You are so right about not being able to judge how others are affected by tango.

But those "feelings that are danced" are not archaic historical out-of-date isolated emotions of another time.

Loss, anguish, love, melancholy, homesickness, loneliness, etc. are universal. Everyone on earth feels them from time to time. And we feel better when we express them. But most of us lack outlets to do so.

And that--and the embrace--is why we can feel so good after a night of tango. It's more than just the endorphins from exercise.

Do you have to come to Buenos Aires if you dance tango?
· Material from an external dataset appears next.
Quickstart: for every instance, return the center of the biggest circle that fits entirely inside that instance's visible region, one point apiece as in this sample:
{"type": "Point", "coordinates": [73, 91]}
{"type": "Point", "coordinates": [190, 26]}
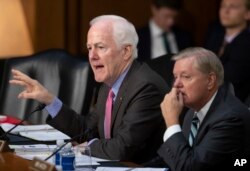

So as not to repeat myself on your blog, I hope you don't mind my citing a post on "Why Do Some People Bother to Come to BsAs to Dance?"
http://tangocherie.blogspot.com/2008/11/why-do-some-people-bother-to-come-to.html

Meanwhile, keep up the good introspection and writing! I enjoy your blog.

Saludos!

Mari said...

Cherie - thank you for the response and the post on your own blog is outstanding. You are right, of course, to emphasize that tango is still (and will always be) a feeling that is danced. I can't (and don't want to) imagine it existing any other way. Maybe it's always been the case that some dancers feel that way, and some don't - even in the very beginning of tango.

(And I adore your blog too!!)

I should also have mentioned the sources for my little essay (rant) above, which I left out: Robert Farris Thompson's: "Tango, The Art History of Love" and Marta Savigliano's "Tango: The Political Economy of Passion."

abrazos!

Unknown said...

Since different states in the U.S. have various ideas on how Tango should be danced, I'm sure the same applies to Tango in BsAs.

Going there would be a wonderful experience, but so would learning in California as opposed to Maryland.

You're right, the dance is personal so internalize each of your different learning experiences and evolve your own Tango.

That's what everyone else is doing as the dance progresses. Tango evolves because the people that dance it change and grow. Find your roots, then water them :)

Proper principles of motion and partner communication should be your foundation after exploring the "authenticity" of the dance.

I have my sniper rifle ready for your hate-mail senders!